The conflicting metadata values warning is a known issue
https://issues.apache.org/jira/browse/PARQUET-194
The option "parquet.enable.summary-metadata" is a Hadoop option rather
than a Spark option, so you need to either add it to your Hadoop
configuration file(s) or add it via `sparkContext.hadoopConfiguration`
before starting your job.
Cheng
On 8/9/15 8:57 PM, Krzysztof Zarzycki wrote:
Besides finding to this problem, I think I can workaround at least the
WARNING message by overwriting parquet variable:
parquet.enable.summary-metadata
That according to this PARQUET-107
<https://issues.apache.org/jira/browse/PARQUET-107> ticket can be
used to disable writing summary file which is an issue here.
How can I set this variable? I tried
sql.setConf("parquet.enable.summary-metadata", "false")
sql.sql("SET parquet.enable.summary-metadata=false")
As well as: spark-submit --conf parquet.enable.summary-metadata=false
But neither helped. Anyone can help? Of course the original problem
stays open.
Thanks!
Krzysiek
2015-08-09 14:19 GMT+02:00 Krzysztof Zarzycki <[email protected]
<mailto:[email protected]>>:
Hi there,
I have a problem with a spark streaming job running on Spark
1.4.1, that appends to parquet table.
My job receives json strings and creates JsonRdd out of it. The
jsons might come in different shape as most of the fields are
optional. But they never have conflicting schemas.
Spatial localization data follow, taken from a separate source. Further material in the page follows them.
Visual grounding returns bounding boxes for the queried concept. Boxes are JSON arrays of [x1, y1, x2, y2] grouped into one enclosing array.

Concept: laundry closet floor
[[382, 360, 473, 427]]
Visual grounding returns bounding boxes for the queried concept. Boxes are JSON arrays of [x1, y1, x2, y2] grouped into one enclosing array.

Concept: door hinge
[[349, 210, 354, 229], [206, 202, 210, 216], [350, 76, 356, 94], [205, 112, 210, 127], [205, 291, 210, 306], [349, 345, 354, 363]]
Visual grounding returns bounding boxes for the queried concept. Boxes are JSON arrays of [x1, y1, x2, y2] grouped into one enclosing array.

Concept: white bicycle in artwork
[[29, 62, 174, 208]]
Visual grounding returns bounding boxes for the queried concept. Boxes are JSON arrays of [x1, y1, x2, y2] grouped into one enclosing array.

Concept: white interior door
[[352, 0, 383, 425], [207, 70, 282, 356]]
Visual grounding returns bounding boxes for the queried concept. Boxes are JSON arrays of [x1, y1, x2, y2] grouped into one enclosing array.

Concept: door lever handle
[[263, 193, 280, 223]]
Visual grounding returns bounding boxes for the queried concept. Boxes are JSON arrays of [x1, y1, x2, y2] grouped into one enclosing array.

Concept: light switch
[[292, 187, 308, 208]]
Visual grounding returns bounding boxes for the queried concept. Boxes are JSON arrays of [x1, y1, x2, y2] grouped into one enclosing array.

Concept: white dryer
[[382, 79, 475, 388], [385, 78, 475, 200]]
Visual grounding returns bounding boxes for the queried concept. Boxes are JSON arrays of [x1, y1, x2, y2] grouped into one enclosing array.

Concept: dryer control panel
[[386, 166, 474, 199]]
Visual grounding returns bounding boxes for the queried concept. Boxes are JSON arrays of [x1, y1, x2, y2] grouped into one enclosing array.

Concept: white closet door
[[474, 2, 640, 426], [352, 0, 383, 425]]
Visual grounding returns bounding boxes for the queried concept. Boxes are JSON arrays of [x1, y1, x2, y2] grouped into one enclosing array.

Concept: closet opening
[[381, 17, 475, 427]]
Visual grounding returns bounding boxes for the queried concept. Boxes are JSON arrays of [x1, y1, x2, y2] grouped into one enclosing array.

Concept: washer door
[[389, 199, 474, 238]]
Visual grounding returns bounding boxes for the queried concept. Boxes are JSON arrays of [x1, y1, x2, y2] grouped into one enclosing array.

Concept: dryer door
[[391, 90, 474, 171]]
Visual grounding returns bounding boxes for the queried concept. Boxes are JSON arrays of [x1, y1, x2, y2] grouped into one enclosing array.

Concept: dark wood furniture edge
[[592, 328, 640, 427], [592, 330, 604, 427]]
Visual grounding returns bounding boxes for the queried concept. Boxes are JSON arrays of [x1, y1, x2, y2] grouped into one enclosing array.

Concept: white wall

Next, for each (non-empty) Rdd I'm saving it to parquet files,
using append to existing table:
jsonRdd.write.mode(SaveMode.Append).parquet(dataDirPath)
Unfortunately I'm hitting now an issue on every append of conflict:
Aug 9, 2015 7:58:03 AM WARNING:
parquet.hadoop.ParquetOutputCommitter: could not write summary
file for hdfs://example.com:8020/tmp/parquet
<http://example.com:8020/tmp/parquet>
java.lang.RuntimeException: could not merge metadata: key
org.apache.spark.sql.parquet.row.metadata has conflicting values:
[{...schema1...}, {...schema2...} ]
The schemas are very similar, some attributes may be missing
comparing to other, but for sure they are not conflicting. They
are pretty lengthy, but I compared them with diff and ensured,
that there are no conflicts.
Even with this WARNING, the write actually succeeds, I'm able to
read this data. But on every batch, there is yet another schema
in the displayed "conflicting values" array. I would like the job
to run forever, so I can't even ignore this warning because it
will probably end with OOM.
Do you know what might be the reason of this error/ warning? How
to overcome this? Maybe it is a Spark bug/regression? I saw
tickets like SPARK-6010
<https://issues.apache.org/jira/browse/SPARK-6010>, but they seem
to be fixed in 1.3.0 (I'm using 1.4.1).
Thanks for any help!
Krzysiek